International Business Machines Corp. (NYSE: IBM) is scheduled to release its most recent quarterly results after the markets close on Wednesday. The consensus estimates call for $3.04 in earnings per share (EPS) and $19.88 billion in revenue. The second quarter of last year reportedly had $2.94 in EPS and $19.29 billion in revenue.
If one Dow Jones industrials stock (at least aside from General Electric) has been the poster child for disappointing investors in recent years, IBM probably comes to mind.
What if it is finally time for investors to buy shares of IBM? That’s the new verdict from Nomura/Instinet. The firm recently started IBM with a Buy rating and a $160 price target.

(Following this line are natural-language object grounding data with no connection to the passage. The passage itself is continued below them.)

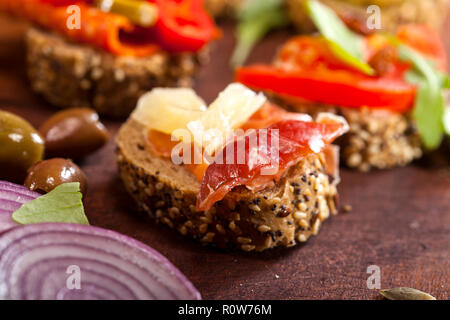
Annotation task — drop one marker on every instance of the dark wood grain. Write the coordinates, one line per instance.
(400, 219)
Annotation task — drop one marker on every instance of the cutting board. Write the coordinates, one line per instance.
(399, 222)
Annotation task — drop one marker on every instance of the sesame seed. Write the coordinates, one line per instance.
(303, 223)
(300, 215)
(244, 240)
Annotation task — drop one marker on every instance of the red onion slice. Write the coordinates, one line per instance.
(12, 197)
(34, 260)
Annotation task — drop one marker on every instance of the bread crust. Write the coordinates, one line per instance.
(70, 75)
(283, 215)
(394, 13)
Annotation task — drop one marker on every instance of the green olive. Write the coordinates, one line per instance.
(21, 147)
(46, 175)
(73, 133)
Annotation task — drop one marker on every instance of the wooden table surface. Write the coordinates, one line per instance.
(400, 219)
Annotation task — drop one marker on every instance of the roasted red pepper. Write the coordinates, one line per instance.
(183, 25)
(333, 87)
(307, 71)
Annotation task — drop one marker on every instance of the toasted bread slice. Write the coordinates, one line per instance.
(393, 12)
(69, 74)
(377, 138)
(282, 215)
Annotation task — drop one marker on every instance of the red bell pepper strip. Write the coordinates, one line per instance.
(333, 87)
(97, 28)
(296, 140)
(183, 25)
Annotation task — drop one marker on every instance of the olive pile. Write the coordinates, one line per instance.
(69, 134)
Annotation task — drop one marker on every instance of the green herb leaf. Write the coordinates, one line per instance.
(447, 121)
(429, 104)
(256, 19)
(345, 44)
(62, 204)
(446, 84)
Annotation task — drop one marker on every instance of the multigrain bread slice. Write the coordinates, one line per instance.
(283, 215)
(69, 74)
(393, 12)
(377, 138)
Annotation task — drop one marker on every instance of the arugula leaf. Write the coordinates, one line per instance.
(446, 84)
(345, 44)
(62, 204)
(256, 19)
(429, 106)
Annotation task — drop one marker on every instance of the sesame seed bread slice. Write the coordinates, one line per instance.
(69, 74)
(283, 215)
(393, 12)
(377, 138)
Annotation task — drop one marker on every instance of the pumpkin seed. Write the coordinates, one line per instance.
(404, 293)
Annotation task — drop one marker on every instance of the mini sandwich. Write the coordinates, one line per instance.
(388, 87)
(393, 13)
(242, 173)
(106, 54)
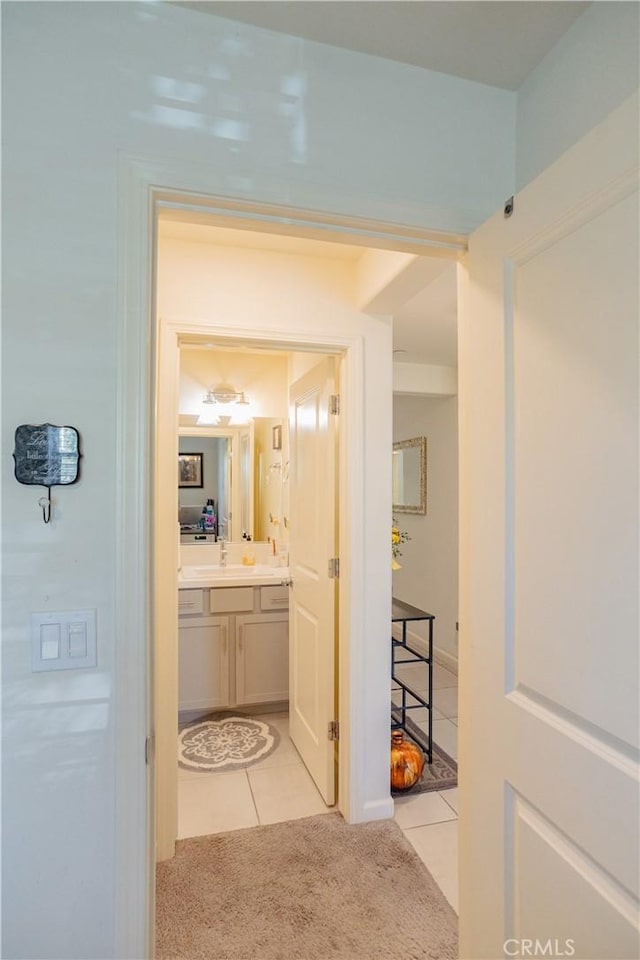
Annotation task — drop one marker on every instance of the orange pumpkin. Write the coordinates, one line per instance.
(407, 762)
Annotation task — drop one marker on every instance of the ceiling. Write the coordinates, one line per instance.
(424, 328)
(498, 43)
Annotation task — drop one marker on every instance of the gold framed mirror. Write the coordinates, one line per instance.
(410, 476)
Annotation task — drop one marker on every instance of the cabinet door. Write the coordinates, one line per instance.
(262, 658)
(204, 663)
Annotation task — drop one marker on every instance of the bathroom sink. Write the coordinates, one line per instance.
(231, 570)
(234, 574)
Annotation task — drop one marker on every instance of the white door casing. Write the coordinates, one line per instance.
(312, 596)
(548, 374)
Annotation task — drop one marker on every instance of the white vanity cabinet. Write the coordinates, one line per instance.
(203, 663)
(233, 647)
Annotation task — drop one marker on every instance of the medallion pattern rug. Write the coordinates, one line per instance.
(225, 742)
(311, 889)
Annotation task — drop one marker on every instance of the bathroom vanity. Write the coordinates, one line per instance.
(233, 638)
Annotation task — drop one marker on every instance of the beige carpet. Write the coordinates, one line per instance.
(312, 889)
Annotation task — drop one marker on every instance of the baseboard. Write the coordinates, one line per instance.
(376, 810)
(443, 657)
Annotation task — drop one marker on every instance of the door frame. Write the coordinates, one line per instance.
(144, 185)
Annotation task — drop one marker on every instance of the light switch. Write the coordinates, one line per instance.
(77, 639)
(49, 641)
(63, 641)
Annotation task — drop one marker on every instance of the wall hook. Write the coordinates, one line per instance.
(45, 503)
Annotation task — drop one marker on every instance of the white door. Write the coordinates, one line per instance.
(549, 563)
(312, 540)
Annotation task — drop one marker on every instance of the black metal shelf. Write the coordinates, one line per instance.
(404, 613)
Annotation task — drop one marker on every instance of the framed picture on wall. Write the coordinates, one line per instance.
(189, 470)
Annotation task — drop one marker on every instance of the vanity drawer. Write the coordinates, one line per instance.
(231, 599)
(190, 601)
(274, 598)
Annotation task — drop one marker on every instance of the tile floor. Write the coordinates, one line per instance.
(279, 788)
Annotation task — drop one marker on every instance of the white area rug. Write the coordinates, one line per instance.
(225, 743)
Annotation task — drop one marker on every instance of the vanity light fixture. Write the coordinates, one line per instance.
(223, 393)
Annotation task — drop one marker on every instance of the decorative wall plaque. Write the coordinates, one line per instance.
(48, 456)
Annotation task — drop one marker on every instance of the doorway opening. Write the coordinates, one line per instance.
(242, 760)
(314, 335)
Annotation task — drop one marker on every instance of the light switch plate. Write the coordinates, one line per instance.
(75, 631)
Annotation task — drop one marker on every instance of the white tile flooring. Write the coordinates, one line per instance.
(279, 788)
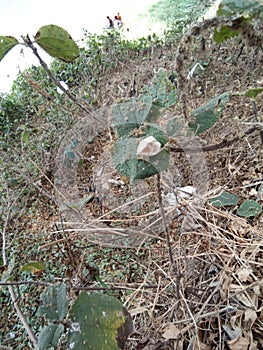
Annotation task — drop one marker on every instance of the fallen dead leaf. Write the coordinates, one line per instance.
(250, 318)
(239, 343)
(243, 274)
(171, 332)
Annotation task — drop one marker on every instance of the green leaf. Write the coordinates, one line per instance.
(206, 116)
(6, 44)
(34, 267)
(98, 322)
(57, 42)
(25, 137)
(175, 125)
(224, 199)
(248, 8)
(54, 302)
(125, 159)
(252, 93)
(49, 336)
(249, 208)
(155, 131)
(162, 91)
(225, 32)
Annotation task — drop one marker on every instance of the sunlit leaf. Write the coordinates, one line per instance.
(6, 44)
(57, 42)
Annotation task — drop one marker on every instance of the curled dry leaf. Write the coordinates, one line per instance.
(171, 331)
(239, 343)
(250, 318)
(243, 274)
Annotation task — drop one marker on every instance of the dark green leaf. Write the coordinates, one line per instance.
(224, 33)
(249, 208)
(54, 302)
(224, 199)
(206, 116)
(34, 267)
(98, 322)
(49, 336)
(6, 44)
(57, 42)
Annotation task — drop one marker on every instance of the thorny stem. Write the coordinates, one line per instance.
(255, 110)
(174, 267)
(10, 287)
(30, 44)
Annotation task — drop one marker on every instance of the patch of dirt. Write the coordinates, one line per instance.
(208, 293)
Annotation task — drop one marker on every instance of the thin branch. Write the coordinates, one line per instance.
(174, 267)
(31, 335)
(41, 283)
(220, 145)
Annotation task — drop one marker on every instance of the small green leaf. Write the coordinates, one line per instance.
(25, 137)
(248, 8)
(224, 33)
(54, 302)
(34, 267)
(57, 42)
(175, 125)
(98, 322)
(6, 44)
(162, 91)
(125, 158)
(252, 93)
(128, 116)
(224, 199)
(207, 115)
(49, 336)
(249, 208)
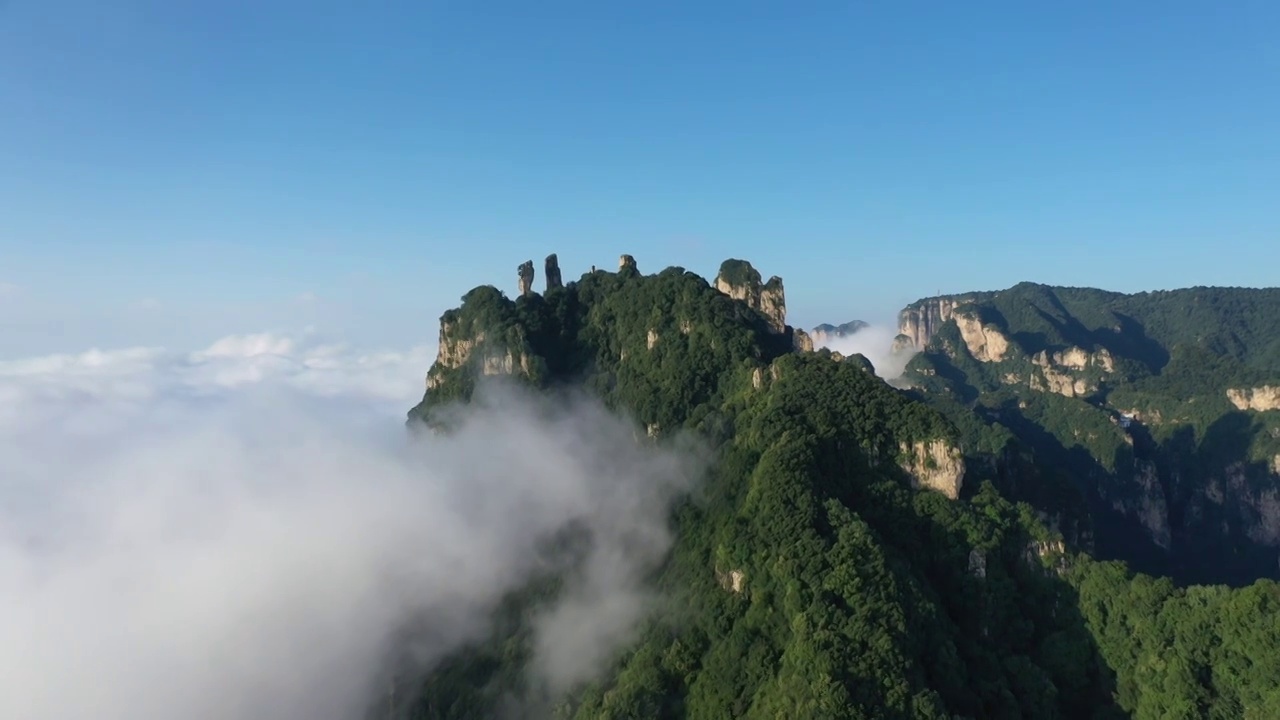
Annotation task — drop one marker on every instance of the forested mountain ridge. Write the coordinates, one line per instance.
(1156, 414)
(844, 559)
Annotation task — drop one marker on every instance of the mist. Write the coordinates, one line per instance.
(248, 533)
(876, 343)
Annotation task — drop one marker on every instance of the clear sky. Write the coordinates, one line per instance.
(172, 171)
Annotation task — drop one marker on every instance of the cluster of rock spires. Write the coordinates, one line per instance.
(551, 269)
(736, 278)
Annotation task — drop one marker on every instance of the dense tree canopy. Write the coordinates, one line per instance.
(810, 578)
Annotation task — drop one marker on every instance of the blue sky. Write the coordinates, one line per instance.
(177, 169)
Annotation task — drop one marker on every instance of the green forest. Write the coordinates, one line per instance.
(814, 577)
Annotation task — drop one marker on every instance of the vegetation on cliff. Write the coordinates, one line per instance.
(1128, 397)
(810, 577)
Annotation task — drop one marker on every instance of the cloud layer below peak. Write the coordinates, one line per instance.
(238, 532)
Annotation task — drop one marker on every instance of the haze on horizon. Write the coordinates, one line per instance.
(178, 173)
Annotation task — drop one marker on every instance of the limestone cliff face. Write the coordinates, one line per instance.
(525, 278)
(740, 281)
(1051, 379)
(922, 320)
(984, 342)
(801, 341)
(456, 350)
(1056, 372)
(935, 464)
(773, 304)
(1261, 399)
(824, 333)
(551, 270)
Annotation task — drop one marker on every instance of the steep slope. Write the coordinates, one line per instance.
(827, 332)
(1144, 423)
(823, 570)
(845, 557)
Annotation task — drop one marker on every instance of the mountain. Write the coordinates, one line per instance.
(1150, 417)
(826, 332)
(858, 550)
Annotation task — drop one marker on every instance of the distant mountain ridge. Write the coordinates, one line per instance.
(1159, 405)
(864, 551)
(827, 332)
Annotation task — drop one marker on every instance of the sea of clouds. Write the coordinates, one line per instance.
(247, 531)
(876, 343)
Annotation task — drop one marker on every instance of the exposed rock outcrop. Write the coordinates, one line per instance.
(824, 333)
(977, 564)
(801, 341)
(456, 351)
(984, 342)
(1051, 379)
(731, 580)
(918, 323)
(935, 464)
(525, 274)
(740, 281)
(1261, 399)
(551, 270)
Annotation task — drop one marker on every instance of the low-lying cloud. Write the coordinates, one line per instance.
(246, 531)
(876, 343)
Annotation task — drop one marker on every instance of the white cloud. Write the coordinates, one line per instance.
(236, 533)
(876, 343)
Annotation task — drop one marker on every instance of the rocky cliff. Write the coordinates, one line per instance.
(1260, 399)
(1134, 402)
(920, 320)
(552, 273)
(824, 333)
(935, 464)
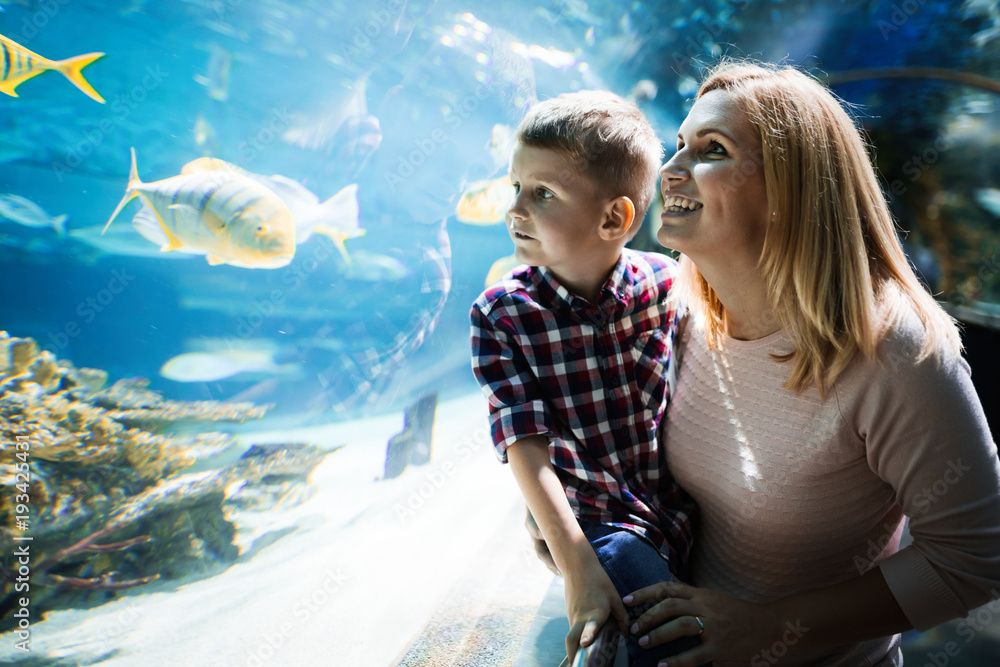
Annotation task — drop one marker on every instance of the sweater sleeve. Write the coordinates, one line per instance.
(517, 405)
(926, 435)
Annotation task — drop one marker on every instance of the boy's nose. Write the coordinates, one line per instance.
(514, 210)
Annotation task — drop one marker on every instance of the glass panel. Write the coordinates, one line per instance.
(243, 398)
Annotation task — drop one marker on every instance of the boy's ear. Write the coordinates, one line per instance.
(618, 218)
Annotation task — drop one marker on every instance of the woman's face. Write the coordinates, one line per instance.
(715, 201)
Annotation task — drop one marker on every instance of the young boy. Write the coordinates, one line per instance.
(573, 352)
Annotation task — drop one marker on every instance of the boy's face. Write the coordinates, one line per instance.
(556, 213)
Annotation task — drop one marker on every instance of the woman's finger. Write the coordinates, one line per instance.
(661, 614)
(659, 592)
(682, 626)
(573, 640)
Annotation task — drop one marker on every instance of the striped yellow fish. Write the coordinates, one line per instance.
(19, 64)
(485, 202)
(214, 210)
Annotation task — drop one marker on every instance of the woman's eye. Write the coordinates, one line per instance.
(715, 148)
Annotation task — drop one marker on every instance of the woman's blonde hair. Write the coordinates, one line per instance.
(836, 273)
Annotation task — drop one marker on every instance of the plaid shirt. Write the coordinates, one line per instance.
(593, 379)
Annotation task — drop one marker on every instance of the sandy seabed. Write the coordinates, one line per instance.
(349, 577)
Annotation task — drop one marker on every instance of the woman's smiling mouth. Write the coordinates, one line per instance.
(676, 204)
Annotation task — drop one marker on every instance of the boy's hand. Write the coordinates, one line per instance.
(541, 546)
(590, 599)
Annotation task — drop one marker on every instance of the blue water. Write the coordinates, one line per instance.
(401, 97)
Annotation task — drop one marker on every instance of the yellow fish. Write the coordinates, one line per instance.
(336, 218)
(231, 218)
(485, 202)
(19, 64)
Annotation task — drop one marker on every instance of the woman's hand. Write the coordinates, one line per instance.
(733, 629)
(590, 599)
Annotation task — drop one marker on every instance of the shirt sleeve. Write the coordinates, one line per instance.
(927, 436)
(517, 408)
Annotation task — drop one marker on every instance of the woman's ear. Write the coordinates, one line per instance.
(618, 219)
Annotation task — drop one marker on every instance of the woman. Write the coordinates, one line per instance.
(821, 397)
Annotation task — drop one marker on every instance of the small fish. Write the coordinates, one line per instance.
(216, 77)
(19, 64)
(500, 268)
(212, 366)
(989, 199)
(229, 217)
(26, 212)
(485, 202)
(336, 218)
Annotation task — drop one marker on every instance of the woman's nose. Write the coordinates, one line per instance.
(514, 209)
(675, 169)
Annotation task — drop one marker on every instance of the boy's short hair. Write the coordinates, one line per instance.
(606, 137)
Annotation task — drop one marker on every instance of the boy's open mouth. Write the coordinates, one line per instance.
(676, 204)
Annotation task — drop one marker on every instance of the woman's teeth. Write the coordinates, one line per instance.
(680, 204)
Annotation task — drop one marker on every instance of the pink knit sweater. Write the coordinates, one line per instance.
(798, 493)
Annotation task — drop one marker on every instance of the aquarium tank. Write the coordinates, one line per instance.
(239, 241)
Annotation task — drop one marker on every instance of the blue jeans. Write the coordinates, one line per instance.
(633, 563)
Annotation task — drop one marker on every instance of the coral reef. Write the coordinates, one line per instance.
(106, 463)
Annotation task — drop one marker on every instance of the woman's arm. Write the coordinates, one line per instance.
(590, 595)
(856, 610)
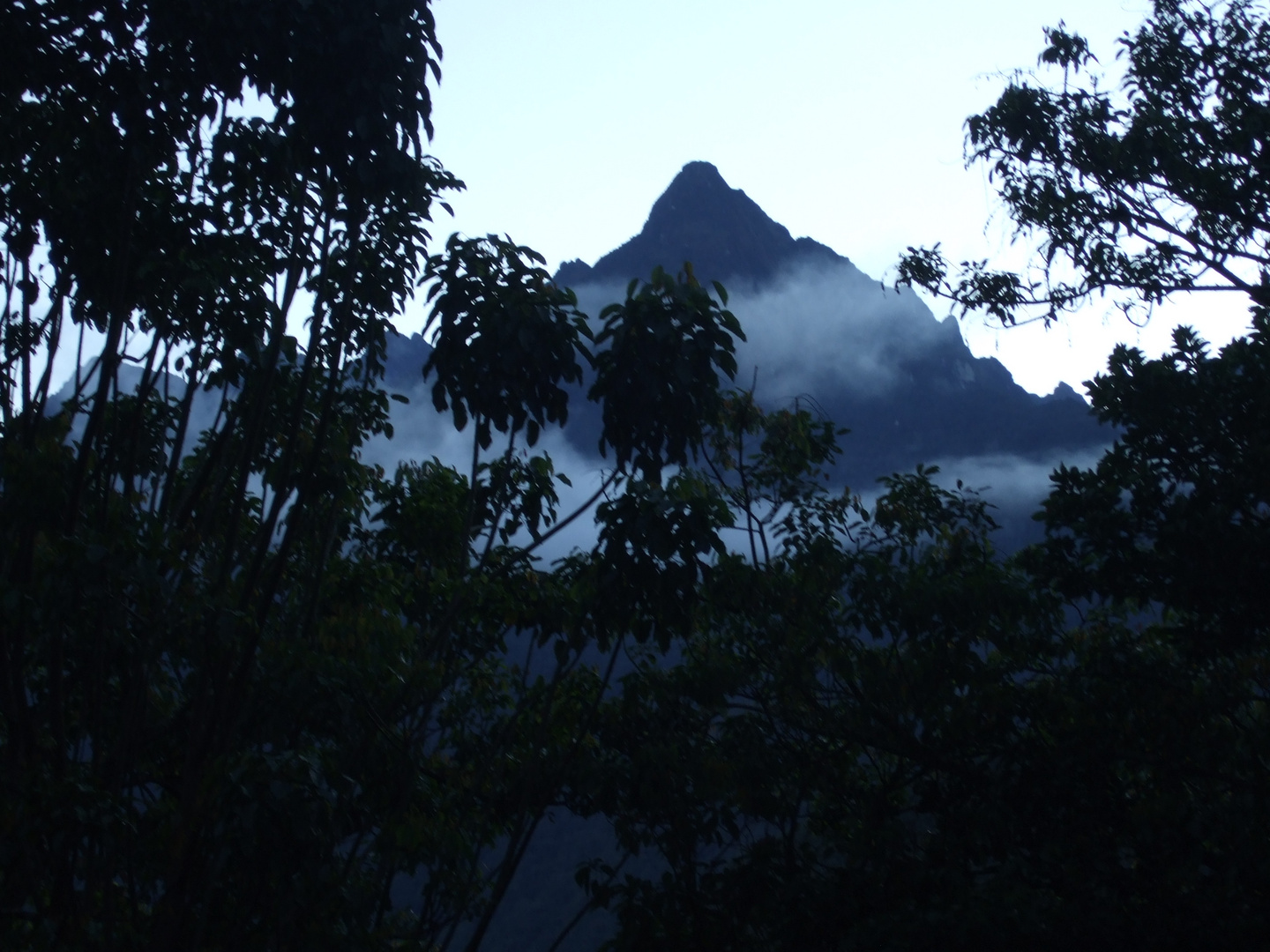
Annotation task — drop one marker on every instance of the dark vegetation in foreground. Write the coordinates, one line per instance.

The Nomura/Instinet analyst call came from Jeffrey Kvaal. The report talked up a differentiated cloud solution from IBM, as well as durable growth in analytics, security growth and valuations not reflecting an improving outlook. His report said:
IBM has built the foundation for modest but sustained revenue growth. Its Strategic Imperatives revenue grouping is nearing 50% of sales and growing 10%, led by cloud, analytics, and security. This should easily offset upper-single-digit declines in legacy businesses. Along with healthy capital returns, we model 5% EPS growth.
Over the past 52 weeks, IBM has underperformed the broad markets with the stock down about 6%. In the past quarter alone, the stock is down about 11%.
A few other analysts weighed in on IBM prior to the release:
- Guggenheim has a Hold rating.
- JPMorgan has a Neutral rating.
- Pivotal Research has a Buy rating with a $180 price target.
Shares of IBM were last seen at $143.10, with a consensus analyst price target of $165.47 and a 52-week trading range of $137.45 to $171.13.